Pointfullness models
Three "pointfullness" models, in contrast to the oft-cited Steven Weinberg pointlessness universe model conjectures, namely: Blum model (1934), i.e. Harold Blum's chemical peneplanation evolution model, Beg model (1987), i.e. the physiochemical sociology model of Mirza Beg, and the De Lange model (2001), the Gibbs landscape model of Adriaan de Lange, which if which future state thermodynamic inflection "points" of free energy (thermodynamic potential) minimization.
In hmolscience, pointfullness, as contrasted with “pointlessness” or meaninglessness, refers to the view that the universe is NOT pointless, but rather full of points or equilibrium states of existence, and future and past potentialities, quantified, chemical thermodynamically, in a social sense, by Gibbs energy minimas, i.e. points of stability and general system well-being, Gibbs energy maximas, i.e. points of instability and general system ill-being, and transformation states actuating between points.

Pointfullness models, based on the premise that transformation content (aka entropy) tends to a maximum, meaning that systems evolve or transform to "points" of free energy minimization, historically, include: Harold Blum's chemical peneplanation model (1934), Bruce Lindsay's thermodynamic potential purpose model (1983), Mirza Beg's physico-chemical model (1987) of social transformations, from from Gibbs energy initial "points" (initial state) to Gibbs energy final "points" (final state), Adriaan de Lange's Gibbs energy evolution model (2001), David Hwang's thermodynamics of love (2001) graphical models, and Libb Thims' Gates model (2015), to name the dominant examples, three of which are depicted above.

The atheistic Gibbs energy based "pointfullness model" usurps the older Greek atheistic atomic school based blind random accidental chance model of things, aka the "fortuitous concourse of atoms" model.

In 2014, Thims, during his “25 Smartest People Alive | Existive” countdown, used the reaction path of Bill Gates, then (Ѻ) ranked #20, to explain Einstein’s “divine a sense of purpose” motto in terms of riding Gibbs potentials. [1]
Thermodynamics of love (Hwang, 2001)
A visual of David Hwang's 2001 "thermodynamics of love" model, shown people can end up in both "happy" and "unhappy" end "points" in the course of their interactions and reactions with people, depending on their choices, all of which can be measured thermodynamically in terms of differences in Gibbs energy, between the before "point" and the after "point".

In 2015, Thims, during the “Zerotheism for Kids” lecture, an Ostwald-styled (see: Monistic Sunday Sermons) smart atheism Monday school, so to say, given to six kids, aged 2 to 11: girl 2, boy 6, girl 7, boy 9, girl 10, and boy 11, in Chicago, employed the Gates model again, amid showing the children Kareem Jarrah’s TED-ed “What Triggers a Chemical Reaction?” video, to explain to them how when they go out into the world, some of them, as Einstein said, may “divine a sense of purpose”, and ride these Gibbs potentials, like a surfer rides a wave, that fits into the movement of the universe, like and Adams creed wave. [2]

In 2017, Thims, in his “8 Questions Atheists Supposedly Can’t Answer”, explained the "pointfullness" model of existence, as opposed to the "procreation" model of existence. [3]

The following are related quotes:

“The system – solid or social – will be stable only if the negative free energy (-dG) is at a maximum [point]. This idea goes back to Empedocles (450BC), who in his On Nature explains that solubility of wine in water similar to love of relatives, and Goethe (1809) who in his Elective Affinities demonstrated that love and marriage depend on the physico-chemical laws of society.”
Jurgen Mimkes (2012), Chemistry of the Social Bond (Ѻ)

Life as we know it, is a point in our existence.
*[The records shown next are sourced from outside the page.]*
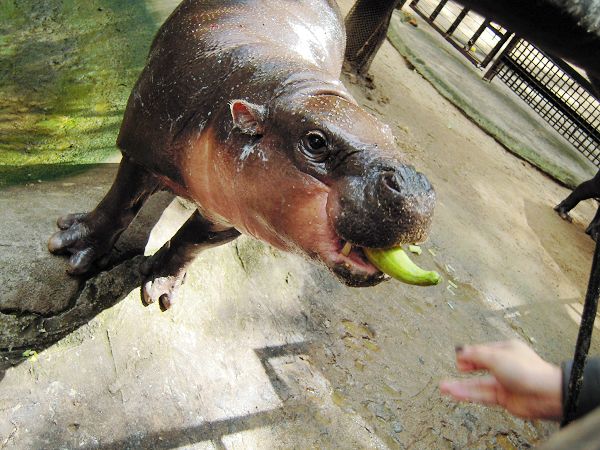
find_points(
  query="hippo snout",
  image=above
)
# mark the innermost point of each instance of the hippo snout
(389, 205)
(402, 181)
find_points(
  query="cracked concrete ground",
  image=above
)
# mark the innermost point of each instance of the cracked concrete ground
(266, 350)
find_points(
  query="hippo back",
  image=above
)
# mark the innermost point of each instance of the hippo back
(209, 52)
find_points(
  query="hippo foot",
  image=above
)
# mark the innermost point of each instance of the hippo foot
(593, 230)
(86, 239)
(563, 212)
(161, 281)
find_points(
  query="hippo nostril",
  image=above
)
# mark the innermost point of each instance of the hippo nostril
(390, 179)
If we trace back our beginning up to this point of our existence and try to project it to our probable existence thereafter, our life is a point in our existence where we become animated because of light, energy and matter coming all together to make us what we are.”
— Canadian Anon (2017), “A Point in Existence”, tread post (Ѻ) to panbioism, Dec 11

See also
Social phase

1. Thims, Libb. (2014). “25 Smartest People Alive | Existive (2 of 5)” (Ѻ) (3:49-8:40) video, Human Chemistry 101, Dec 11.
2. (a) Thims, Libb. (2015). 2015 “Zerotheism for Kids: Lecture 4: Enthalpy & Entropy, Moral Compass, and Monism” (Ѻ) (14:47-). Atheism Reviews, Sep 7.
(b) Jarrah, Kareem. (2015). “What triggers a chemical reaction? (Ѻ:1-3:45) video, TED-ed lesson, Jan 20.
3. Thims, Libb. (2017). “8 Questions Atheists Supposedly Can’t Answer” (#4 What is the Purpose [Point] of Existence”, 25:30-) (Ѻ), Atheism Reviews, Aug 23.